Eine vorübergehende Aussetzung ist nicht mit einer endgültigen Entscheidung gleichzusetzen. Der Fall bleibt ungelöst, anstatt für oder gegen eine der beiden Seiten entschieden zu sein, sodass jede Schlussfolgerung zur Compliance-Belastung in diesem Stadium verfrüht ist.
Nächste Schritte im juristischen Prozess
Da ein Stay das Verfahren vor Ort hält, sind die nächsten Entwicklungen wahrscheinlich verfahrenstechnischer Natur: Terminierungsanordnungen, Schriftsätze darüber, wie verbundene Fälle weiterverfahren, oder eine Entscheidung über die Aufhebung des Stays.
Zwischenzeitliche Gerichtsentscheidungen klären nicht die endgültigen sachlichen Merits. Die Frage, ob die Polymarket-Aktivitäten des Händlers gegen CFTC-Vorschriften verstoßen haben, wird erst behandelt, nachdem das Verfahren wieder aufgenommen und umfassend verhandelt wurde.

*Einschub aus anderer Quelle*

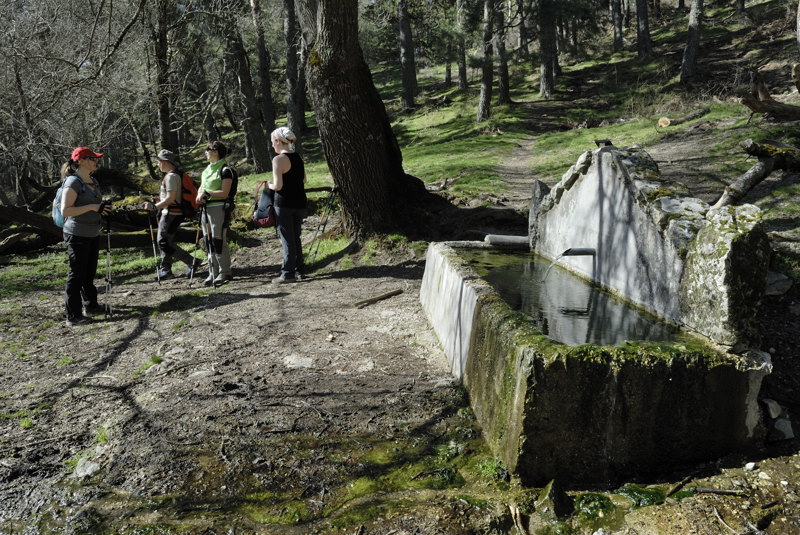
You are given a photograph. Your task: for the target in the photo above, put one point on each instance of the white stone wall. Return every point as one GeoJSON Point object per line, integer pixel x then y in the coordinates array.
{"type": "Point", "coordinates": [642, 228]}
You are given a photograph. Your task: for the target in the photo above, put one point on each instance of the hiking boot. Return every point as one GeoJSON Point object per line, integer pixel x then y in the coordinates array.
{"type": "Point", "coordinates": [94, 309]}
{"type": "Point", "coordinates": [75, 322]}
{"type": "Point", "coordinates": [195, 265]}
{"type": "Point", "coordinates": [222, 278]}
{"type": "Point", "coordinates": [165, 275]}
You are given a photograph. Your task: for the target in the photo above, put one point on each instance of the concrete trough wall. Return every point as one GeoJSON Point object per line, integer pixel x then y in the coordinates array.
{"type": "Point", "coordinates": [654, 245]}
{"type": "Point", "coordinates": [587, 414]}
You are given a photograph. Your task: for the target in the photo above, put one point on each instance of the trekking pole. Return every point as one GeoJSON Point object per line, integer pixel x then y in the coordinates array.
{"type": "Point", "coordinates": [194, 258]}
{"type": "Point", "coordinates": [109, 284]}
{"type": "Point", "coordinates": [207, 240]}
{"type": "Point", "coordinates": [155, 253]}
{"type": "Point", "coordinates": [322, 224]}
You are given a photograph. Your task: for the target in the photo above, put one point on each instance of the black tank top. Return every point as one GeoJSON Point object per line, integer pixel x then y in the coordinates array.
{"type": "Point", "coordinates": [292, 194]}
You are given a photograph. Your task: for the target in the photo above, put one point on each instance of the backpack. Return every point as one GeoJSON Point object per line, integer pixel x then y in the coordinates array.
{"type": "Point", "coordinates": [263, 209]}
{"type": "Point", "coordinates": [231, 200]}
{"type": "Point", "coordinates": [55, 212]}
{"type": "Point", "coordinates": [188, 200]}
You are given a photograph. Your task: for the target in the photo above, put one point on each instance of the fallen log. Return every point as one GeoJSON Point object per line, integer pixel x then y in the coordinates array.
{"type": "Point", "coordinates": [760, 101]}
{"type": "Point", "coordinates": [771, 155]}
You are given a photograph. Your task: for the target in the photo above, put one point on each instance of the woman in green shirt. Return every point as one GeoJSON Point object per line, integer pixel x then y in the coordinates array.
{"type": "Point", "coordinates": [215, 196]}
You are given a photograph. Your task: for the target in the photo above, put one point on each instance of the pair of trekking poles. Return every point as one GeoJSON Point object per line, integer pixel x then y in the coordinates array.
{"type": "Point", "coordinates": [203, 225]}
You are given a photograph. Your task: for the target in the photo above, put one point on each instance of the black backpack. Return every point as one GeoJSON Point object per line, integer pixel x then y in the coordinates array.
{"type": "Point", "coordinates": [263, 207]}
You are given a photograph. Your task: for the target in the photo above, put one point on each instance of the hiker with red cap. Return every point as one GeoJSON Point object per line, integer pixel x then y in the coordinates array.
{"type": "Point", "coordinates": [82, 207]}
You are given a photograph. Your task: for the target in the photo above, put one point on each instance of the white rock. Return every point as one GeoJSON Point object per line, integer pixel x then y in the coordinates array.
{"type": "Point", "coordinates": [773, 407]}
{"type": "Point", "coordinates": [784, 425]}
{"type": "Point", "coordinates": [86, 468]}
{"type": "Point", "coordinates": [296, 361]}
{"type": "Point", "coordinates": [777, 283]}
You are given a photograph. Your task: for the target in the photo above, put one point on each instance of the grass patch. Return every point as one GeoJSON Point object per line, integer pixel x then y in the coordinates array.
{"type": "Point", "coordinates": [182, 302]}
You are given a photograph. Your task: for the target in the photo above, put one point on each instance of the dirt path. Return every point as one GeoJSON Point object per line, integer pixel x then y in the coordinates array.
{"type": "Point", "coordinates": [215, 395]}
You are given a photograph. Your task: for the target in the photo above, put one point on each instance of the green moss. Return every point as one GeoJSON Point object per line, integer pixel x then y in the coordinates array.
{"type": "Point", "coordinates": [642, 496]}
{"type": "Point", "coordinates": [592, 506]}
{"type": "Point", "coordinates": [559, 528]}
{"type": "Point", "coordinates": [284, 513]}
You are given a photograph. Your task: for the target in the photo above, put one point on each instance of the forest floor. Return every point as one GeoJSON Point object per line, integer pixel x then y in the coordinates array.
{"type": "Point", "coordinates": [263, 408]}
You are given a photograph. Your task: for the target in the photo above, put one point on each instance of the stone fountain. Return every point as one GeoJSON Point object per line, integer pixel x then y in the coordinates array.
{"type": "Point", "coordinates": [596, 414]}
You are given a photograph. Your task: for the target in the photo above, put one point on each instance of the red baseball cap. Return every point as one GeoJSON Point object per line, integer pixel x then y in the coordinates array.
{"type": "Point", "coordinates": [84, 152]}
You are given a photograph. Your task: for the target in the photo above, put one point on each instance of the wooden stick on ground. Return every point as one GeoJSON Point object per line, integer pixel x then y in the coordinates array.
{"type": "Point", "coordinates": [375, 299]}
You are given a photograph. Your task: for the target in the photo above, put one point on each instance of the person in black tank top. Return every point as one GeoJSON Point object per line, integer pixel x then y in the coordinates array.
{"type": "Point", "coordinates": [288, 183]}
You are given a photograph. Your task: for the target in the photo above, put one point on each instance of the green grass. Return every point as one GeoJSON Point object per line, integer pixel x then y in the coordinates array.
{"type": "Point", "coordinates": [48, 271]}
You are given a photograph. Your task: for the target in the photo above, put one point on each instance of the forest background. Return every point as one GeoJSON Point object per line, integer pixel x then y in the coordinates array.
{"type": "Point", "coordinates": [418, 111]}
{"type": "Point", "coordinates": [130, 78]}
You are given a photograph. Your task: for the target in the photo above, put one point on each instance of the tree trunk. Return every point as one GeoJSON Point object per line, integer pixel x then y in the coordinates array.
{"type": "Point", "coordinates": [692, 41]}
{"type": "Point", "coordinates": [357, 138]}
{"type": "Point", "coordinates": [259, 147]}
{"type": "Point", "coordinates": [770, 156]}
{"type": "Point", "coordinates": [616, 18]}
{"type": "Point", "coordinates": [656, 7]}
{"type": "Point", "coordinates": [524, 50]}
{"type": "Point", "coordinates": [461, 49]}
{"type": "Point", "coordinates": [408, 64]}
{"type": "Point", "coordinates": [264, 62]}
{"type": "Point", "coordinates": [644, 45]}
{"type": "Point", "coordinates": [291, 33]}
{"type": "Point", "coordinates": [503, 81]}
{"type": "Point", "coordinates": [760, 101]}
{"type": "Point", "coordinates": [160, 39]}
{"type": "Point", "coordinates": [547, 48]}
{"type": "Point", "coordinates": [487, 74]}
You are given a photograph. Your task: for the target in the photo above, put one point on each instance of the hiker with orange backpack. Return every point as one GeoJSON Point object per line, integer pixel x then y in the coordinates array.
{"type": "Point", "coordinates": [171, 216]}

Der Ausgang könnte zu einer breiteren US-Debatte über die Aufsicht von Event-Verträgen beitragen – einem Bereich, der auch durch gesetzgeberische Diskussionen über SEC- und CFTC-Kryptoregulierung sowie durch politische Entscheidungsträger, die eine bundesweite Kryptoregulierung prüfen, geprägt wird. Derzeit ruht der Fall, wobei die nächsten verfahrenstechnischen Schritte die wichtigsten zu beobachtenden Entwicklungen sind.